CYBERSECURITYSmart Home Hubs Leave Users Vulnerable to Hackers

By Leigh Beeson

Published 17 November 2022

Machine learning programs mean even encrypted information can give cybercriminals insight into your daily habits.

Smart technology claims to make our lives easier.

You can turn on your lights, lock your front door remotely and even adjust your thermostat with the click of a button.

But new research from the University of Georgia suggests that convenience potentially comes at a cost—your personal security.

The study focused on smart home hubs, the centralized device that enables you to control all your smart devices in one easy spot. These hubs rely on technology that connects them—but not your individual smart devices—to the internet.

That’s important because the hubs theoretically make using the smart devices safer. In the past, cybercriminals have hacked into internet-connected baby monitors or smart cameras in people’s homes, enabling them to monitor their target’s comings and goings.

Hackers can’t get into a device if it’s not Wi-Fi enabled.

But the UGA researchers developed a system called ChatterHub that can successfully disclose the cyber activity of a variety of smart hubs almost 90% of the time.

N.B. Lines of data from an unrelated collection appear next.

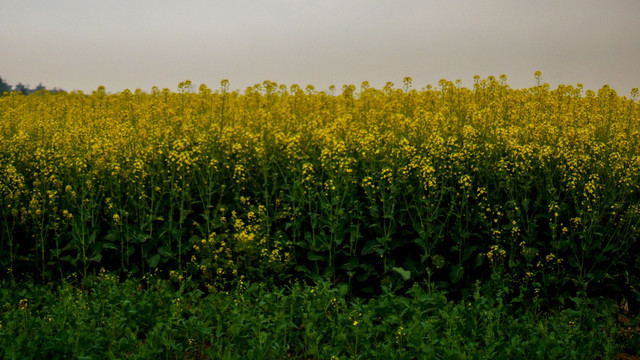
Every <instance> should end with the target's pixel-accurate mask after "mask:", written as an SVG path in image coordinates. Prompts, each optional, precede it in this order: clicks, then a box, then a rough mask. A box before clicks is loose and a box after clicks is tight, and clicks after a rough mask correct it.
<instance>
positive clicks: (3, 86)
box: [0, 76, 11, 95]
mask: <svg viewBox="0 0 640 360" xmlns="http://www.w3.org/2000/svg"><path fill="white" fill-rule="evenodd" d="M10 91H11V85H9V84H8V83H7V82H6V81H4V79H3V78H2V77H1V76H0V95H2V94H3V93H5V92H10Z"/></svg>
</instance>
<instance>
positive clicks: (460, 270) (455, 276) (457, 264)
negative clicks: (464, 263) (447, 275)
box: [449, 264, 464, 284]
mask: <svg viewBox="0 0 640 360" xmlns="http://www.w3.org/2000/svg"><path fill="white" fill-rule="evenodd" d="M462 275H464V268H463V267H462V265H461V264H456V265H453V266H452V267H451V272H450V273H449V277H450V278H451V282H452V283H454V284H456V283H458V281H460V280H461V279H462Z"/></svg>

“The good thing is all traffic to and from a smart home hub is encrypted,” said Kyu Lee, lead author of the study and an associate professor in the Franklin College of Arts and Sciences. Lee is also the associate director of UGA’s Institute of Cybersecurity and Privacy. “The bad thing is that we were able to use machine learning technology to figure out what much of the activity is without even having to decrypt the information.”

ChatterHub doesn’t have to be physically close to the system it’s hacking. And the hacker doesn’t need any prior knowledge of the types of smart devices or the maker of the hub to break into the system remotely.

Encrypted Information Can Still Be Useful to Criminals
Smart hubs send packets of information to and from individual devices. That’s what enables you to flick on some music through an app or to check your Ring camera when you’re out and get a delivery.

Those information packets are encrypted, meaning an outsider can’t know exactly what’s said in them.

“For example, when a smart home lock is locked, it sends a packet to the hub, and the smart home hub passes that onto the server,” Lee said. “We cannot see the actual information that the lock has locked, but using the patterns, the size of the packet and the timing of the packet, we can figure that information out with very high accuracy.”